An AI agent for treatment reasoning over a biomedical tool universe

一种用于生物医学工具库治疗推理的 AI 智能体

Treatment reasoning underpins every therapeutic decision, integrating disease context, comorbidities, medications, contraindications, and evolving biomedical knowledge to select an appropriate therapy. It is inherently iterative: candidates are weighed against many constraints, revised as evidence emerges, and grounded in verifiable sources.

治疗推理是每一项医疗决策的基础，它整合了疾病背景、合并症、药物、禁忌症以及不断发展的生物医学知识，以选择合适的疗法。这一过程本质上是迭代的：候选方案需在多种约束条件下进行权衡，随着证据的出现不断修正，并建立在可验证的来源之上。

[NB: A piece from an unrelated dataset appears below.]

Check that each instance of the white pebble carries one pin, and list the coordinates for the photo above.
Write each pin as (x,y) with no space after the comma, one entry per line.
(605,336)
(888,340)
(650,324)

Here we introduce ATHENA-R1, an AI agent for treatment reasoning across all FDA approved drugs since 1939, trained by reinforcement learning over a universe of 212 biomedical tools. At each step it identifies missing information, selects and runs relevant tools, and incorporates the evidence.

在此，我们介绍了 ATHENA-R1，这是一个用于对 1939 年以来所有 FDA 批准药物进行治疗推理的 AI 智能体，它通过强化学习在包含 212 种生物医学工具的库中进行训练。在每一步中，它都能识别缺失的信息，选择并运行相关工具，并将证据整合起来。

To train it without human-annotated traces, we build a two-level self-learning framework: multi-agent systems construct the tools, tasks, and reasoning trajectories for supervised fine-tuning, then reinforcement learning with scientific feedback rewards reasoning quality (evidence gathering, grounded tool use, logical non-redundancy).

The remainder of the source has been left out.